5.31. Iterators and generators¶
The for loop has been doing more work than it looks like.
This page covers the iterator protocol it runs on, and the
yield keyword that lets you build your own iterators.
5.31.1. The iterator protocol¶
Every object that can be looped over implements two methods:
__iter__()– return an iterator over the object’s items.__next__()– on the iterator, return the next item or raiseStopIterationwhen there are no more.
The iter() built-in calls __iter__; next() calls
__next__. Step through a list by hand:
it = iter([10, 20, 30])
print(next(it)) # 10
print(next(it)) # 20
print(next(it)) # 30
print(next(it)) # raises StopIteration
for is sugar for “call __iter__ once, then loop on
__next__ until StopIteration.”¶
What for x in items: actually does:
_it = iter(items)
while True:
try:
x = next(_it)
except StopIteration:
break
# ... loop body ...
Every list, tuple, string, dict, set, file object, and generator
already implements __iter__ and __next__ – which is why
they all work with for.
5.31.2. yield and generator functions¶
A function that contains a yield statement is a generator
function. Calling it does not run the body; it returns a
generator object (an iterator) that runs the body one
yield at a time:
def count_up_to(n):
i = 0
while i < n:
yield i
i += 1
for value in count_up_to(3):
print(value)
Output:
0
1
2
Each call to next() resumes the function until the next
yield, hands that value to the caller, and pauses there. The
local state (i in this case) is preserved between resumes.

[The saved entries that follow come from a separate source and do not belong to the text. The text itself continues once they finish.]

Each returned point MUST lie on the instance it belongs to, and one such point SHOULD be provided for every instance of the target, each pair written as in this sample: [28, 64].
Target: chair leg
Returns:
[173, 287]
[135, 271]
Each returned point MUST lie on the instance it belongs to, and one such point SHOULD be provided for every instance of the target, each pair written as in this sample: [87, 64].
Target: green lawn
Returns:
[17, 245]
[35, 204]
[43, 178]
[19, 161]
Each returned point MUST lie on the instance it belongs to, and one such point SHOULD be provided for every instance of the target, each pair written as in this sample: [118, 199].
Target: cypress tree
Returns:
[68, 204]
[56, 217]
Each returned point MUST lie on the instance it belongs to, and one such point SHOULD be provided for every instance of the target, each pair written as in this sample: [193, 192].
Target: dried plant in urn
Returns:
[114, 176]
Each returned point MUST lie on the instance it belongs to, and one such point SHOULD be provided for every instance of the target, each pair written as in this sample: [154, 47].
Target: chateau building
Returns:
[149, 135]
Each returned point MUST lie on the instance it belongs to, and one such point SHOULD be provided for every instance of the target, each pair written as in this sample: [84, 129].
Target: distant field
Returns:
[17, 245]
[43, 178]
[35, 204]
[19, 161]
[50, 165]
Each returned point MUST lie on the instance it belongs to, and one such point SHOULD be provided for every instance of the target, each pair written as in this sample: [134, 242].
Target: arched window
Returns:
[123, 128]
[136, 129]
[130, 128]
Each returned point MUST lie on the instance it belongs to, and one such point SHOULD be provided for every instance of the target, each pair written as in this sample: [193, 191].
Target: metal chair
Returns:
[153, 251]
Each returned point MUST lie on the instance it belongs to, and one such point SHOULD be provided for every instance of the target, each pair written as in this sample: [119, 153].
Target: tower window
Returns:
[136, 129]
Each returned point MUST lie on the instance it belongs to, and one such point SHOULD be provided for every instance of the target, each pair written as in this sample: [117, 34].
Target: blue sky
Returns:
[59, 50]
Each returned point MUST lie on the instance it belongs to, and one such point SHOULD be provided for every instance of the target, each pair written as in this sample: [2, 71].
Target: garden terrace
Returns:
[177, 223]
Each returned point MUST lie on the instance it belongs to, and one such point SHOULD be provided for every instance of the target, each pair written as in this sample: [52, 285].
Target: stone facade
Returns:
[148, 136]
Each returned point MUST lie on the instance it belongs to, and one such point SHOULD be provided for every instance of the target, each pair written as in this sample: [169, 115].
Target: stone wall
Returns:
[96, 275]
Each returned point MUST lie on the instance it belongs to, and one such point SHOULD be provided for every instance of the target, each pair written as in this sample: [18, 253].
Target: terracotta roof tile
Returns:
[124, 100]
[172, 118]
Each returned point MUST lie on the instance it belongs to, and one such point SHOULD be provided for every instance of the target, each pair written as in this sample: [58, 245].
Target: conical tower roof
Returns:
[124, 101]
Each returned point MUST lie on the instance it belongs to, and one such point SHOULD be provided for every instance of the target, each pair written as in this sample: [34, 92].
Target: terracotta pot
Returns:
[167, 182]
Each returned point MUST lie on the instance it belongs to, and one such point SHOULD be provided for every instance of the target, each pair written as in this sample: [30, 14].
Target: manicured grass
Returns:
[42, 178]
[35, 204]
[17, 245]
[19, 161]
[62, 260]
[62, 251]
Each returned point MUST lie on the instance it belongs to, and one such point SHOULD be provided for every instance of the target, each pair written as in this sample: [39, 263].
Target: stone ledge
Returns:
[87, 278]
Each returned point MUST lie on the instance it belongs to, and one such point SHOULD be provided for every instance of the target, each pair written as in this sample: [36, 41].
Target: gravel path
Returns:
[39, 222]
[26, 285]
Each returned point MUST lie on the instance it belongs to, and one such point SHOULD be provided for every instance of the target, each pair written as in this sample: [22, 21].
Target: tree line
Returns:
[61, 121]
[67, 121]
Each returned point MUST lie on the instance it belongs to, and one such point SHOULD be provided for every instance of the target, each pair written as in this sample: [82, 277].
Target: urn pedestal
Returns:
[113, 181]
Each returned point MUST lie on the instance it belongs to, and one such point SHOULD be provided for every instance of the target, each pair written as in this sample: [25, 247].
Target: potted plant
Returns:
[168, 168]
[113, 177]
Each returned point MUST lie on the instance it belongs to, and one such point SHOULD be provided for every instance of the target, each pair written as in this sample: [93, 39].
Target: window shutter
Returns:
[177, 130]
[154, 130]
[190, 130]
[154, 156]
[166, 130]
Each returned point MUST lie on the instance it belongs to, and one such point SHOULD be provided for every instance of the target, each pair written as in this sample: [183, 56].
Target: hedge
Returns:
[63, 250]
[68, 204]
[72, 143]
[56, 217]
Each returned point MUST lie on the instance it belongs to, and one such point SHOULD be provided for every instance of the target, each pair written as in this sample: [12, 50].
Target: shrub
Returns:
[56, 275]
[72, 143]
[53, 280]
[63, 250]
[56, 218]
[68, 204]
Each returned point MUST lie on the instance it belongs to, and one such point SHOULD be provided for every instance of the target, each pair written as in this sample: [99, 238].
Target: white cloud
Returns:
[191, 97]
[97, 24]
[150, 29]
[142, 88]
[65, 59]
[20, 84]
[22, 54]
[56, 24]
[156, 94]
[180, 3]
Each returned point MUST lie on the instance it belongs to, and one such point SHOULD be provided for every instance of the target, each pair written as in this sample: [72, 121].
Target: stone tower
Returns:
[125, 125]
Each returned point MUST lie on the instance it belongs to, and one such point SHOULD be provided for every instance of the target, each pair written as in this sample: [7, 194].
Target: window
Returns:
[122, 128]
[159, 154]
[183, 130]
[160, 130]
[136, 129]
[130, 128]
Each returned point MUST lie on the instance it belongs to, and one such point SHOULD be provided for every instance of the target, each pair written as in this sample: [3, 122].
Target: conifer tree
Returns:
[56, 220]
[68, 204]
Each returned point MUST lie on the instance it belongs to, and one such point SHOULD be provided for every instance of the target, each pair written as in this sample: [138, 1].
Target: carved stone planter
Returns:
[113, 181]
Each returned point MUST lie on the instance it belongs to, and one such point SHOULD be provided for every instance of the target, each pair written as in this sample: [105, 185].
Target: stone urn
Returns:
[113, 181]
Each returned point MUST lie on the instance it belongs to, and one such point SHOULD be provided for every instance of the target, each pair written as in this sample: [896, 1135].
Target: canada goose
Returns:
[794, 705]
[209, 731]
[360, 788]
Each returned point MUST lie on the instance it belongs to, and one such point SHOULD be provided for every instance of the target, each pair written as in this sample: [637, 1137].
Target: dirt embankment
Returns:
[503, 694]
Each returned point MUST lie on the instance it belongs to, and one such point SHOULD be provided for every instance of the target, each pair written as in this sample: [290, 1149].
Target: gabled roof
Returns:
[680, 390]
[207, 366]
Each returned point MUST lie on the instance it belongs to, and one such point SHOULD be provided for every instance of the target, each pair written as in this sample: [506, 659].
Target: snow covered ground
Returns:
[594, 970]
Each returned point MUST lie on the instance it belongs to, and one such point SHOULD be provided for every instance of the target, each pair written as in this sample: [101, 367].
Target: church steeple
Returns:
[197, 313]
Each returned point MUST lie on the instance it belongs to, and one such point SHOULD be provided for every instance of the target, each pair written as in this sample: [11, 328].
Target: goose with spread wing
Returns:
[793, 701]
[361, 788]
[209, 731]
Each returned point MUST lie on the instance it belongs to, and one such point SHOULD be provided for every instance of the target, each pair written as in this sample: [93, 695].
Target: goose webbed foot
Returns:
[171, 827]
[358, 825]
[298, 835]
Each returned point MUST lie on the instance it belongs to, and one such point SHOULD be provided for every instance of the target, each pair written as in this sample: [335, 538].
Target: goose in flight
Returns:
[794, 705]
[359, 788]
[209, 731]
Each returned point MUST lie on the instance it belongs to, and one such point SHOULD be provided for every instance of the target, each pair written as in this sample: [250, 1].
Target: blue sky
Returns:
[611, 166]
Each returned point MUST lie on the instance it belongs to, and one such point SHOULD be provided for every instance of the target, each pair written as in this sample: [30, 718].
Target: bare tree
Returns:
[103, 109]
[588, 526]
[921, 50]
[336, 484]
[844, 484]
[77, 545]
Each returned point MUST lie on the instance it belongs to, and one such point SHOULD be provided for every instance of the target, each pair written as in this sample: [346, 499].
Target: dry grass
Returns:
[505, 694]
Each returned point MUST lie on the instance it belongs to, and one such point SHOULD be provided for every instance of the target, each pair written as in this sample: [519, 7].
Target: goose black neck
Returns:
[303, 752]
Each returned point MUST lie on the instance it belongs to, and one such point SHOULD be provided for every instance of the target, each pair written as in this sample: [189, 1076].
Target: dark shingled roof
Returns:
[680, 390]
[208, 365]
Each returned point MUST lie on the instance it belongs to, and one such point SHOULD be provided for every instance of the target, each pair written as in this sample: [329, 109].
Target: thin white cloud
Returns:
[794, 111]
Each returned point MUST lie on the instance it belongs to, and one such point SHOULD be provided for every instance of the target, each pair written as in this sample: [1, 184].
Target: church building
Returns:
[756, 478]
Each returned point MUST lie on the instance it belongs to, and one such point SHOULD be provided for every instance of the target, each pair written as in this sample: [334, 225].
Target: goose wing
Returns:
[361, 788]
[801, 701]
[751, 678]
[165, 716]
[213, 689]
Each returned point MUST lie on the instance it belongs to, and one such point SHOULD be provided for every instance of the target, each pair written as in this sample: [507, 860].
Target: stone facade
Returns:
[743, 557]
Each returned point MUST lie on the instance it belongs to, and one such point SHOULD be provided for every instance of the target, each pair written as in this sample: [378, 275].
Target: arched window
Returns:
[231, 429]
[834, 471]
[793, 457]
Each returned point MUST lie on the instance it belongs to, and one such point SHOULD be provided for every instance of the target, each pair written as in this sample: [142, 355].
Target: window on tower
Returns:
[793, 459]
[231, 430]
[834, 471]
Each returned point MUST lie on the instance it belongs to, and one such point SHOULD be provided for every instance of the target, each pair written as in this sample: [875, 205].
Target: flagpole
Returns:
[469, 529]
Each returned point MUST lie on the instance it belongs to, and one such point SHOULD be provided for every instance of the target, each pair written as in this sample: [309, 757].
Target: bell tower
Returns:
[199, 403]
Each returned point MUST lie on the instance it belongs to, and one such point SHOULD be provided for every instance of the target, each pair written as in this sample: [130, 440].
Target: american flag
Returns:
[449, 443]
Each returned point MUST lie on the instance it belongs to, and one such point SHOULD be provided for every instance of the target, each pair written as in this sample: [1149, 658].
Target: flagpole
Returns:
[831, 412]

next() runs the body up to the next yield, hands the
value back, and pauses. Local state survives the pause.¶
Generators are the easiest way to produce a sequence lazily – no list is built, items are computed only when the consumer asks for them, and the function can yield items forever if it wants.
5.31.3. Lazy pipelines¶
Generators compose well. One generator’s output can feed another:
def numbers():
i = 0
while True:
yield i
i += 1
def squares(source):
for x in source:
yield x * x
pipeline = squares(numbers())
for v in pipeline:
if v > 100:
break
print(v)
The values flow through the pipeline one at a time – no
intermediate list, no upper bound built in to numbers, and
the consumer (for v in pipeline) decides when to stop.
Each next() on the consumer triggers one pull through
the chain; values exist only when something asks for them.¶
5.31.3.1. When yield runs out¶
Falling off the end of a generator function (or hitting an
explicit return) raises StopIteration automatically.
There is no need to raise it by hand; the surrounding for
loop sees it and ends.
Use generators when the producing code is naturally written as a loop with a few yield points; use a plain list comprehension when you genuinely need the whole sequence in memory.